With that Gary left the room and walked up to his receptionist.
“Under no circumstances is that man in my office to leave”.
He then left the bewildered woman staring at his back while he quickly walked to an adjoining room and whipped out his cell phone to call his wife on her mobile.
“Hello.” came his wife’s voice sweeping an immense relief over Gary
“Sarah….it’s me. We need to talk.”
“Yes. We do”
“I love you,” Gary said but there was no reply at the other end. Just a silent sobbing that seemed to torture him.
“Sarah I will call you in a few minutes. We need to talk. I love you and I never want you to forget that. Do you hear me?”
“Yes.” came her voice in between sobs.
“Give me a few minutes.” he said and with that disconnected the phone and quickly walked back to his office.

He opened the door and said “Henry…” but the old man was talking animatedly on his cell phone. He saw Gary and said, “Just a minute” into the phone and looked up.
“I am sorry. That was my wife. She was wondering where I was”. He then leaned into the phone again before he looked up and said “I don’t know why doctor but she is quite insistent about speaking to you. Would you please….” he said smiling.

“Sure.” Gary said and took the phone from the old man. “Hello, Mrs.Branchest”
“Doctor please tell him he is just fine. There is absolutely nothing wrong with him. I asked him not to visit you but he was quite adamant. It is just a bad dream.” came a crisp voice.
‘Mrs.Branchest…I will, just as soon as I complete this session.” he said smiling at the old man.
“Thank you doctor. It is just a dream. I have had recurring dreams and they don’t mean anything really.”
“I wouldn’t go as far as that Mrs.Branchest” Gary said still smiling “but I am pretty sure there is nothing wrong with your husband”
“Thank you Dr.Walsh.”
“You have a good day now. Bye”. And with that he gave the phone back to the old man.
Sitting down Gary said “Tell me something Henry. Have you been angry a lot lately?”
“Not really. I have always had a violent temper but over the years have learnt to check it. I rarely ever get angry nowadays.”
“You have never had any strong violent feelings off-late?”
“None that I can recall. You see that is why this dream scares me.”
“What do you mean?”
“I mean, is it quite possible for me to have a lot of bottled up anger over the years?”
“Yes it is quite possible but there are always other symptoms. A dream is too little to go by really.”
“You mean I am just fine?”
“Yes I would have to say. Here’s what we will do. Let us make an appointment for you in two weeks time. In the meantime I need you to think and when we meet we will go into a little more history to see if there is really anything you need”
With that Gary stood up, shook the old man’s hand and wished him with a “Have a good day, Henry.” and left the room.

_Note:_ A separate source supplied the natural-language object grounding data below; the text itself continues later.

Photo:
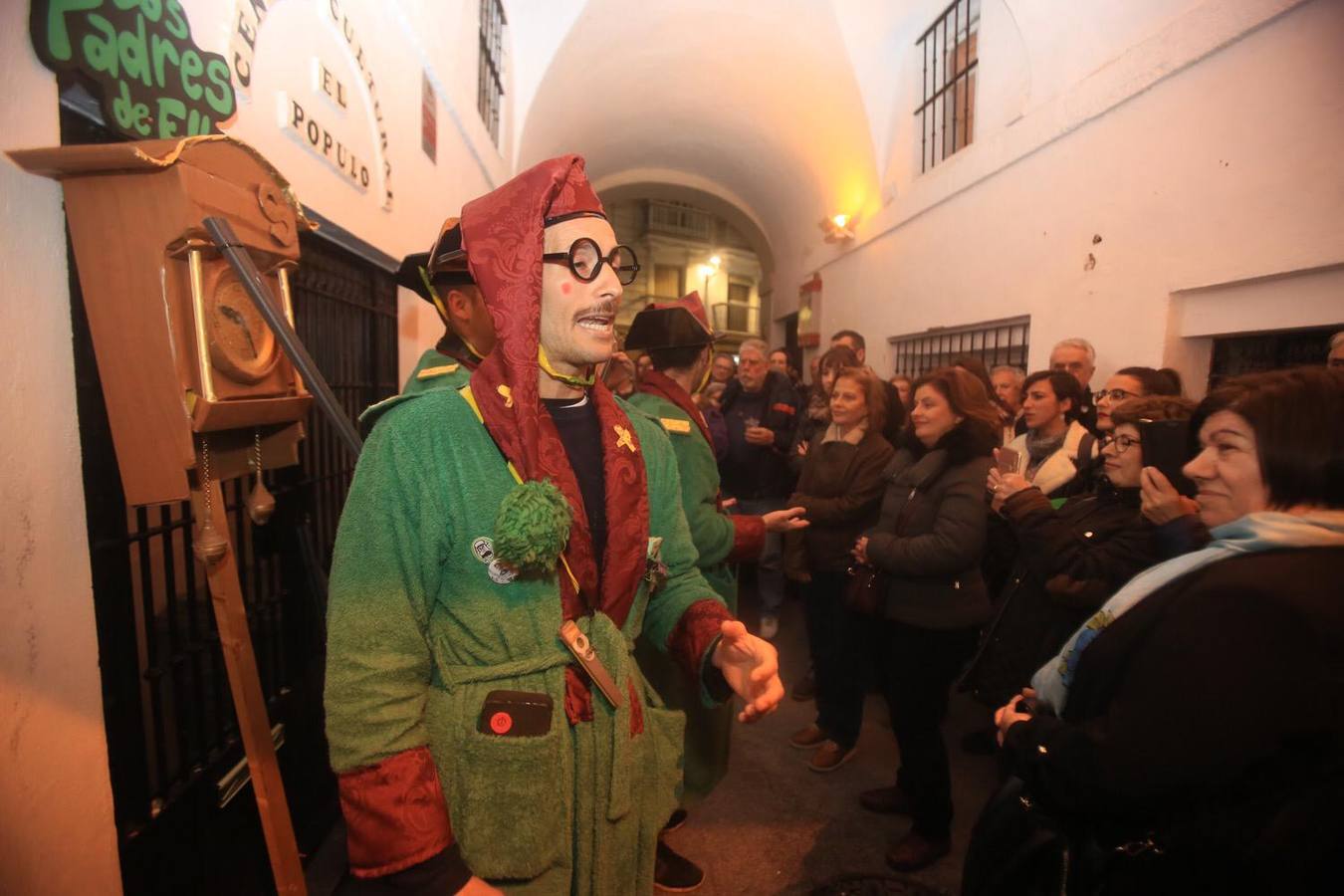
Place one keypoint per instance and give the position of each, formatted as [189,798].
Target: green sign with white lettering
[137,57]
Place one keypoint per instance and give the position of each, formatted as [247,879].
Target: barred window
[949,57]
[995,342]
[490,91]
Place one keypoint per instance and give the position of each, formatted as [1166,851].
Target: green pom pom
[533,527]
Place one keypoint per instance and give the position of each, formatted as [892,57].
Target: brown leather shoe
[808,738]
[913,852]
[887,800]
[829,757]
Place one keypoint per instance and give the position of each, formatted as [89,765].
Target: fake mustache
[606,308]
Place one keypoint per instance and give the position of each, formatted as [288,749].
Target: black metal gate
[185,817]
[1235,354]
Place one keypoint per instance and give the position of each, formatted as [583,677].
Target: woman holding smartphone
[1193,727]
[928,543]
[1071,559]
[1055,443]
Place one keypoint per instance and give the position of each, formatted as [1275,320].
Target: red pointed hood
[503,235]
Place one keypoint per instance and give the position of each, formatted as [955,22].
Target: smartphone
[1167,446]
[515,714]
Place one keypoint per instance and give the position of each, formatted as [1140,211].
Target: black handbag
[866,591]
[1017,848]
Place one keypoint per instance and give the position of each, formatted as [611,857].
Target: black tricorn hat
[444,264]
[680,324]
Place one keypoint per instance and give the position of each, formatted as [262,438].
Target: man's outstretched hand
[785,520]
[752,668]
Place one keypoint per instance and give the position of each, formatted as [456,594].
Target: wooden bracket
[226,596]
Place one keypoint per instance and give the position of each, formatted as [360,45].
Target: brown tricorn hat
[680,324]
[442,265]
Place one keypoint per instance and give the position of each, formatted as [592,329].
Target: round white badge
[500,573]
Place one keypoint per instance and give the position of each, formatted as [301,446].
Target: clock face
[241,342]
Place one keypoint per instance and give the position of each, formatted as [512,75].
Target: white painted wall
[56,799]
[1207,153]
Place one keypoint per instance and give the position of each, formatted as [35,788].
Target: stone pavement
[775,826]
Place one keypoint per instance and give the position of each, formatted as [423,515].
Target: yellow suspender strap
[471,400]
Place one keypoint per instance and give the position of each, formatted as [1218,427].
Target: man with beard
[442,278]
[500,550]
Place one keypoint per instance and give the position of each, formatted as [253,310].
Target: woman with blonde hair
[840,487]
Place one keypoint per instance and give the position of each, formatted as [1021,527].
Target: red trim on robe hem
[636,710]
[748,538]
[695,631]
[395,814]
[578,696]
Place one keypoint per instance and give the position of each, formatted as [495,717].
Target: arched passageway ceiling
[757,99]
[674,185]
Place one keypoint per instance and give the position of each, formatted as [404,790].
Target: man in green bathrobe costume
[475,754]
[678,340]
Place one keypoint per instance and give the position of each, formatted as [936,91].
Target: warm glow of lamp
[836,227]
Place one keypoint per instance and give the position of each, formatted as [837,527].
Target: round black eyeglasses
[584,261]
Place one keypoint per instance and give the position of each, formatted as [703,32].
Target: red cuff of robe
[748,538]
[395,814]
[695,631]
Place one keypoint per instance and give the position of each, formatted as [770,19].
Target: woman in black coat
[840,488]
[1194,727]
[1068,560]
[928,543]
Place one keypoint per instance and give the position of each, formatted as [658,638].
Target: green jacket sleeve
[684,614]
[384,568]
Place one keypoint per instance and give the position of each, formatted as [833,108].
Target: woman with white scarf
[1194,727]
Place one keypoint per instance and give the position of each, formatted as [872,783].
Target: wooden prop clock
[196,384]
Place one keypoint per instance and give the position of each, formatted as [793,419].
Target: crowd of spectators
[1136,588]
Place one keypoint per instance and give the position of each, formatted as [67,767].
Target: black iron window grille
[949,57]
[490,91]
[1006,341]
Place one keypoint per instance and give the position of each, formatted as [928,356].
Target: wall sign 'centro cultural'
[140,61]
[322,115]
[342,24]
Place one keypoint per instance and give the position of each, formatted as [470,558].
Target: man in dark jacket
[761,410]
[1077,357]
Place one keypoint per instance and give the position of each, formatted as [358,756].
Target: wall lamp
[836,229]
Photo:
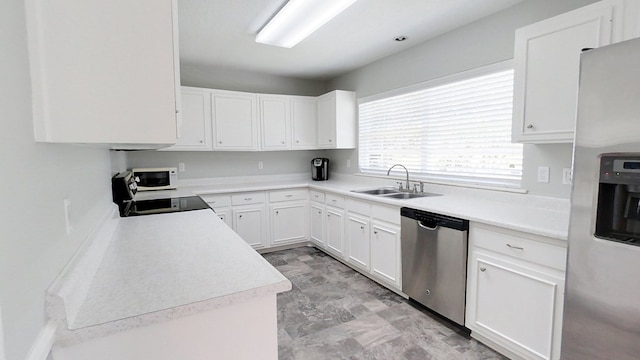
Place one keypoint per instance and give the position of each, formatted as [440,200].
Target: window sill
[458,184]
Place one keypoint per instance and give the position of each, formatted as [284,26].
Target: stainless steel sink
[381,191]
[410,195]
[393,193]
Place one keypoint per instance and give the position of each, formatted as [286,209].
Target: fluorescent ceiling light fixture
[298,19]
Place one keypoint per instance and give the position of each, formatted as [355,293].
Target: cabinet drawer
[288,195]
[389,214]
[360,207]
[335,200]
[217,200]
[519,247]
[247,198]
[316,196]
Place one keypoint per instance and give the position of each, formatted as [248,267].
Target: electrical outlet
[543,174]
[566,176]
[67,215]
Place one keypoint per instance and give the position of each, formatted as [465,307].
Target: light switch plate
[543,174]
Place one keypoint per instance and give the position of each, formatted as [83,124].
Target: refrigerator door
[602,300]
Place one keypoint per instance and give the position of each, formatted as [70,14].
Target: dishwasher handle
[429,227]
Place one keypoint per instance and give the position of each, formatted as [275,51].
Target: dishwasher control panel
[433,219]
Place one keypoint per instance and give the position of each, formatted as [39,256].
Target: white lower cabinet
[317,224]
[515,290]
[357,231]
[385,252]
[249,224]
[335,230]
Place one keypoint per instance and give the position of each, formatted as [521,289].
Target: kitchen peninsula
[166,286]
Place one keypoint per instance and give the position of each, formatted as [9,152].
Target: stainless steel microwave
[155,178]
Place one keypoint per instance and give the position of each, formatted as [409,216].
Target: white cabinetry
[235,123]
[249,218]
[194,124]
[385,252]
[358,249]
[317,219]
[515,292]
[337,120]
[304,122]
[275,121]
[88,87]
[288,213]
[547,58]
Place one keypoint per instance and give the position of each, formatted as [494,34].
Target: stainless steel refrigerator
[602,299]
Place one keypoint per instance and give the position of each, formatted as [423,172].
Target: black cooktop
[162,206]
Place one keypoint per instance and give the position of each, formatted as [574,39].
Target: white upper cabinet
[547,59]
[194,124]
[304,120]
[99,77]
[337,120]
[275,122]
[235,124]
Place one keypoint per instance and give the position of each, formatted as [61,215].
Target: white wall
[484,42]
[239,80]
[200,165]
[37,177]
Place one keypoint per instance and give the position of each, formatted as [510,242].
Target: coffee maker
[320,169]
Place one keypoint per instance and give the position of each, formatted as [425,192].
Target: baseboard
[42,346]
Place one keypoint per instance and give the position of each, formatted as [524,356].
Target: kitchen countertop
[539,215]
[165,266]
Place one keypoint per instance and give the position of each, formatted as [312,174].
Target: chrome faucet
[405,169]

The old man collected himself, walked out and after completing the formalities with the receptionist, left the building.

He walked towards his car, a Mercedes 2003 S class and opened the rear door. He threw in his coat and the papers the clinic gave him, when something caught his eye. It was a bright yellow wrapped box, the size of a small shoebox. It seemed like gift although he didn’t have any recollection of anyone, including himself, putting it there.

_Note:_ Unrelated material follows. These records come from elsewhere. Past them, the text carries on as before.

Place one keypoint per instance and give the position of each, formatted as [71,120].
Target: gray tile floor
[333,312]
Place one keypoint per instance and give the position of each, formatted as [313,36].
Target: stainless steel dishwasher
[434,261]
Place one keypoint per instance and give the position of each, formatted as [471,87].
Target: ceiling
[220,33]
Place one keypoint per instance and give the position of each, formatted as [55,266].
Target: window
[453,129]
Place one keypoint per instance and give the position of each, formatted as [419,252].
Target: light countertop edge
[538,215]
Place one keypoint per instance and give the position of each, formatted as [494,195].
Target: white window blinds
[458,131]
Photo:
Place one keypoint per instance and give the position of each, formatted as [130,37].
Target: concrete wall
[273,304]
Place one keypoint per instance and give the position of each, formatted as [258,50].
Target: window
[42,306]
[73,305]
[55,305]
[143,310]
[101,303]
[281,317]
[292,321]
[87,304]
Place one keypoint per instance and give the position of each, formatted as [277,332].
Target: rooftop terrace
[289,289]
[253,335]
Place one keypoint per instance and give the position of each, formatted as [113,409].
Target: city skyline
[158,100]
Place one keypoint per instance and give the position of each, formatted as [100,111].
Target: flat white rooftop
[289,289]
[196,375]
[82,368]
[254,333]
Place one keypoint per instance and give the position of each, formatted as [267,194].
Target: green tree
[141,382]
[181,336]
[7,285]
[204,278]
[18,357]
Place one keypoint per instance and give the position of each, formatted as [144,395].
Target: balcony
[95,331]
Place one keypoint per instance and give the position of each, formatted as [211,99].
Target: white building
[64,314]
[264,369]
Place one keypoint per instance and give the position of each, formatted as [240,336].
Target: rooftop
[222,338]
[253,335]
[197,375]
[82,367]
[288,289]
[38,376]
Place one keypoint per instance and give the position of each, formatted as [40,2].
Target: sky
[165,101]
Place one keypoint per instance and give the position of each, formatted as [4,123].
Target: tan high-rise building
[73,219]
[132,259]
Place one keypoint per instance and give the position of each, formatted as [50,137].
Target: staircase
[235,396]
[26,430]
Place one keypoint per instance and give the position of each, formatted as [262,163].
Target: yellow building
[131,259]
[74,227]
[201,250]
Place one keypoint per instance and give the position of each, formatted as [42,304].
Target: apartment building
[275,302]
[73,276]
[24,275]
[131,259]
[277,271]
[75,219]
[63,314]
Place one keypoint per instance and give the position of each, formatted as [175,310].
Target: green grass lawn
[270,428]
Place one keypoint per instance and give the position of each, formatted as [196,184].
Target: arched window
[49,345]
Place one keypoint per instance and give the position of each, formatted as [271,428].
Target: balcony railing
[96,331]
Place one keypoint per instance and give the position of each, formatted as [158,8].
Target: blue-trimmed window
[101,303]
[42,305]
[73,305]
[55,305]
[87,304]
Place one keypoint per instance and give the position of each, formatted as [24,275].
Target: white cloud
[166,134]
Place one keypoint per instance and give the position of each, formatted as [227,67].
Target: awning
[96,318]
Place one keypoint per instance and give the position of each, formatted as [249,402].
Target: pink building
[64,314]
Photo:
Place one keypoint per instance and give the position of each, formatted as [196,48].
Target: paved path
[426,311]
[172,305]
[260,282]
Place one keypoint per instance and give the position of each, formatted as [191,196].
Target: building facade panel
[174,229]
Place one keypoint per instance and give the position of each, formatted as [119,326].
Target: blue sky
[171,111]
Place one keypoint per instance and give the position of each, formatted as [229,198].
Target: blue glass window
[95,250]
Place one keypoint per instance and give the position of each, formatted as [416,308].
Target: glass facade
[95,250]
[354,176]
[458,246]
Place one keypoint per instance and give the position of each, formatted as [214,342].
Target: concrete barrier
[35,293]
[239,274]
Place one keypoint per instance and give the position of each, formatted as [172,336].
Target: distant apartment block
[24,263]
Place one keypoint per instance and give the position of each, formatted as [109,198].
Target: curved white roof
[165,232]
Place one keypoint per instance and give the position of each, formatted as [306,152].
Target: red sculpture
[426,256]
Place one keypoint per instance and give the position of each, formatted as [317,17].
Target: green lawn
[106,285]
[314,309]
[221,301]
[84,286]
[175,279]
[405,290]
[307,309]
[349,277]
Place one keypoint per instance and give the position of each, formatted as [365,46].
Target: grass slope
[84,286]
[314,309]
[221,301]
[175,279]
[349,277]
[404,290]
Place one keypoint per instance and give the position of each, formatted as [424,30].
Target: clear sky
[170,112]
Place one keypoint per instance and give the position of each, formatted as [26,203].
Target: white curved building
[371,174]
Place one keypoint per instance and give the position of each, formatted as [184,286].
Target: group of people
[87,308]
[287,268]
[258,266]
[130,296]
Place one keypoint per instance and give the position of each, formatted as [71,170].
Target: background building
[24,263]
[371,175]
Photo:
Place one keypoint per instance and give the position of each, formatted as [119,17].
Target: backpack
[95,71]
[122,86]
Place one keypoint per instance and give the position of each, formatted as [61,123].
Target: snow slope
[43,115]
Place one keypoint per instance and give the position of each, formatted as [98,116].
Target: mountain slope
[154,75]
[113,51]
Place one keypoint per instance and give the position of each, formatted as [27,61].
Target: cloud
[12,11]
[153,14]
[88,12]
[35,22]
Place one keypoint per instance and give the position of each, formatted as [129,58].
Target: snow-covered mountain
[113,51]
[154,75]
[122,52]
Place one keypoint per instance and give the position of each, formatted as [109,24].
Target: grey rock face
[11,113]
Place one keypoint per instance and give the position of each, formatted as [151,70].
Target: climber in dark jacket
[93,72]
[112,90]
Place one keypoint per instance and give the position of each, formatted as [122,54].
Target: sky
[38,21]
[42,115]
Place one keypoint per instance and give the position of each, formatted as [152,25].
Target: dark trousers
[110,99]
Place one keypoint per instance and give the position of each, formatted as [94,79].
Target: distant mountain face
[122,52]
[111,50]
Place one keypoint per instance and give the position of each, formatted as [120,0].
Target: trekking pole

He tore the wrapping. It was made of corrugated cardboard inside. He opened it gingerly. His eyes widened as he looked inside. Staring at it he took out his cell phone and dialed.

“Hello, Operator I would like to report a homicide.”
“Where are you calling from? Is the body in front of you?”
“No. I am calling from Charlotte Blvd.”
“I am sending someone as we speak. Can you identify the victim?”
“No.”
“Did you witness the homicide?”
“I believe I did sir”
“Can you identify the perpetrator?”
“Yes.” he said staring at the severed index finger in the box, complete with a wedding band on it.